Book Analysis of Incomplete Multivariate Data

Download or read book Analysis of Incomplete Multivariate Data written by J.L. Schafer and published by CRC Press. This book was released on 1997-08-01 with total page 478 pages. Available in PDF, EPUB and Kindle. Book excerpt: The last two decades have seen enormous developments in statistical methods for incomplete data. The EM algorithm and its extensions, multiple imputation, and Markov Chain Monte Carlo provide a set of flexible and reliable tools from inference in large classes of missing-data problems. Yet, in practical terms, those developments have had surprisingly little impact on the way most data analysts handle missing values on a routine basis. Analysis of Incomplete Multivariate Data helps bridge the gap between theory and practice, making these missing-data tools accessible to a broad audience. It presents a unified, Bayesian approach to the analysis of incomplete multivariate data, covering datasets in which the variables are continuous, categorical, or both. The focus is applied, where necessary, to help readers thoroughly understand the statistical properties of those methods, and the behavior of the accompanying algorithms. All techniques are illustrated with real data examples, with extended discussion and practical advice. All of the algorithms described in this book have been implemented by the author for general use in the statistical languages S and S Plus. The software is available free of charge on the Internet.
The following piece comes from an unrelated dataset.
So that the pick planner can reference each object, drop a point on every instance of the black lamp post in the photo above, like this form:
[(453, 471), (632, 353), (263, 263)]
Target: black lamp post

Book Feature Engineering and Selection

Download or read book Feature Engineering and Selection written by Max Kuhn and published by CRC Press. This book was released on 2019-07-25 with total page 266 pages. Available in PDF, EPUB and Kindle. Book excerpt: The process of developing predictive models includes many stages. Most resources focus on the modeling algorithms but neglect other critical aspects of the modeling process. This book describes techniques for finding the best representations of predictors for modeling and for nding the best subset of predictors for improving model performance. A variety of example data sets are used to illustrate the techniques along with R programs for reproducing the results.